Commonly known as the JOBS Act 3.0, the package of 32 bills that covers investment, financial regulations and other topics of prime concern to payments entrepreneurs and other industry players won approval Tuesday night (July 17) via a 406-4 vote in the House.
The Tuesday vote stands as the latest development in a years-long, ongoing effort that, in the words of Rep. Jeb Hensarling, the Republican from Texas who is the lead sponsor of the new bill, could “spur entrepreneurship by reinvigorating business startups and initial public offerings.”
According to comment he made on the House floor this week, the bill could “ensure that our entrepreneurs at least don’t face the challenge of having the capital they need to launch their companies.”
JOBS stands for Jumpstart Our Business Startups, and the initial version of the JOBS Act was signed into law by President Obama in 2012. How to handle crowdfunding investment has long been a focus on the efforts covered under the law and its proposed revisions.
One way that the package of bills that constitute the act could do that is via the Crowdfunding Amendments Act, also known as H.R. 6380, which “allows crowdfunding investors to pool their money together into a fund that is advised by a registered investment advisor.” The provision would reportedly allow startups to raise $1 million every 12 months through qualified funding portals.
“These special-purpose vehicles may make Title III crowdfunding more appealing to both businesses trying to raise capital and prospective investors,” reads one analysis. “In particular, they may make crowdfunding more attractive to startups daunted by the prospect of having to track hundreds or even thousands of investors in their capitalization table.”
The United States is not the only country or region that’s seeking to change the rules when it comes to crowdfunding.
The European Commission has recently floated the idea of issuing so-called “passports” for crowdfunding startups in an effort to drive growth in the financial technology sector. The proposal would enable a FinTech that wants to provide crowdfunding across the bloc to receive a passport license issued from the European Securities and Markets Authority. The European Commission’s proposal would cover crowdfunding of up to a million euros over the course of a year.

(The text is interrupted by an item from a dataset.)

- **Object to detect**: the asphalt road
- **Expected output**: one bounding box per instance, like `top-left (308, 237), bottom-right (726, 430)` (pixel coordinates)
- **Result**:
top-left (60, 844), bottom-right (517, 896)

Another part of the bill that passed the U.S. House earlier this week was the Investment Adviser Regulatory Flexibility Improvement Act. That bill would require the SEC to revise the definitions of a ‘‘small business’’ and ‘‘small organization’’ under the Investment Advisers Act.
Prospects for the bill package were uncertain in the U.S. Senate, with several observers doubting that the legislation would find easy passage.
“Now that the House has passed their bipartisan legislation to improve access to capital for communities across the country as they grow and create jobs, senators will continue their ongoing bipartisan discussions as we work towards a vote in the coming months,” Senate Majority Leader McConnell said in a statement.